‘Wine Spectacular’ banned from New Jersey prisonsBy Lauren Eads
US wine magazine Wine Spectator is on a list of publications banned from New Jersey state prisons, along with the likes of Hustler, Booty and 50 Shades of Grey, despite being offhandedly referred to as ‘Wine Spectacular‘ – much to the surprise of its editorial team.
The exclusion of the magazine from prisons in New Jersey was uncovered by the magazine amid the furore over the state’s decision to ban The New Jim Crow: Mass Incarceration in the Age of Colorblindness – a book by Michelle Alexander, a civil rights litigator and legal scholar – which discusses race-related issues specific to African-American males and mass incarceration in the United States on the premise that “mass incarceration is, metaphorically, the New Jim Crow”.
The ban on this book has since been lifted. However during a campaign to have that book reinstated, The American Civil Liberties Union (ACLU) of New Jersey sent a request to the New Jersey Department of Corrections (DOC) asking to see documents detailing which other materials were banned.
In a list headed ‘Current Banned Magazines’ (pg. 22) were magazine such as Hustler, Black Dolls, Booty, D Cup and XXL, and right at the bottom, ‘Wine Spectacular’.
Since there is no other publication by this name, one can only assume to document to be referring to Wine Spectator, the magazine founded in 1976, and which is now published by Marvin R. Shanken – the founder of M. Shanken Communications.
However more curious is why a magazine detailing the intricacies of the world of wine should be banned from any criminal justice system in the first place. After all, why should any wine-loving criminal be kept from enjoying their monthly dose of wine-related news, tastings and opinion?
According to Wine Spectator, which reported on the discovery in its Unfiltered column, the New Jersey DOC couldn’t say why its publication was on the list of banned magazines. However it did say that the list of contraband was “under review” as a result of lobbying by the ACLU, which argues banning books and other materials is against inmates’ First Amendment Rights.

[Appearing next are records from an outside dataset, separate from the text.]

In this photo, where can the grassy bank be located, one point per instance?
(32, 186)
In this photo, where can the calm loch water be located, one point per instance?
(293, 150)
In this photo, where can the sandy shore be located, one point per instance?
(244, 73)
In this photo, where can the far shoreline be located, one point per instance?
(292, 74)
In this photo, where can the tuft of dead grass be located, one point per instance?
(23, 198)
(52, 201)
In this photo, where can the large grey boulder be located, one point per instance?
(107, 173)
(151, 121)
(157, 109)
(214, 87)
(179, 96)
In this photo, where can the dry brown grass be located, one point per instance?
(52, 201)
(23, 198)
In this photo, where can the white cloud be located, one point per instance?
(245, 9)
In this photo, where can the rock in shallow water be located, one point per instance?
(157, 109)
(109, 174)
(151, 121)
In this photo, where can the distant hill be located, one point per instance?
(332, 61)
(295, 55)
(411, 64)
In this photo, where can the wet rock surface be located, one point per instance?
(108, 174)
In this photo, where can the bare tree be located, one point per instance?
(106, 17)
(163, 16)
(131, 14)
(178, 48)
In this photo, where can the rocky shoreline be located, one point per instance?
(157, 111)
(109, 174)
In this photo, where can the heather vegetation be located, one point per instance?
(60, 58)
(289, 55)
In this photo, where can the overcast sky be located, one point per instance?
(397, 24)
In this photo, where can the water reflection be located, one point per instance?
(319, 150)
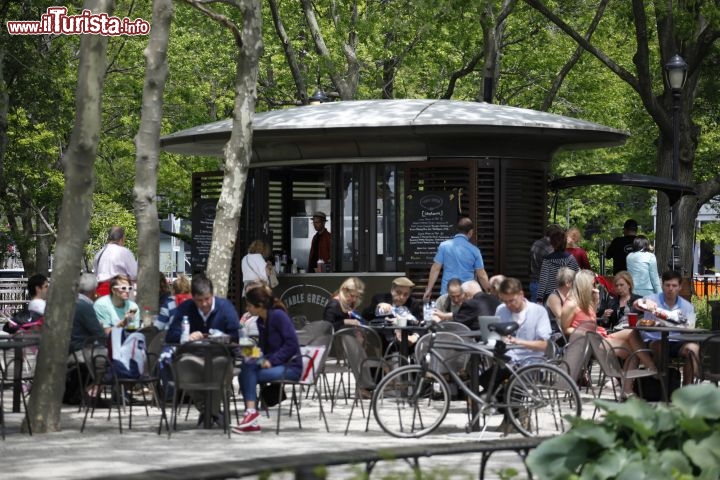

“Although the NJDOC’s policy regarding the availability of written materials to the inmate population is in accordance with the New Jersey Administrative Code 10A, please note that the department’s policy, as well as all current lists of banned written materials, is under review for appropriate revisions,” it said in a statement, published by Wine Spectator. “This process will include … examining our current lists to determine the reasons why particular publications were banned.”
No word yet on if The Drinks Business would get past security.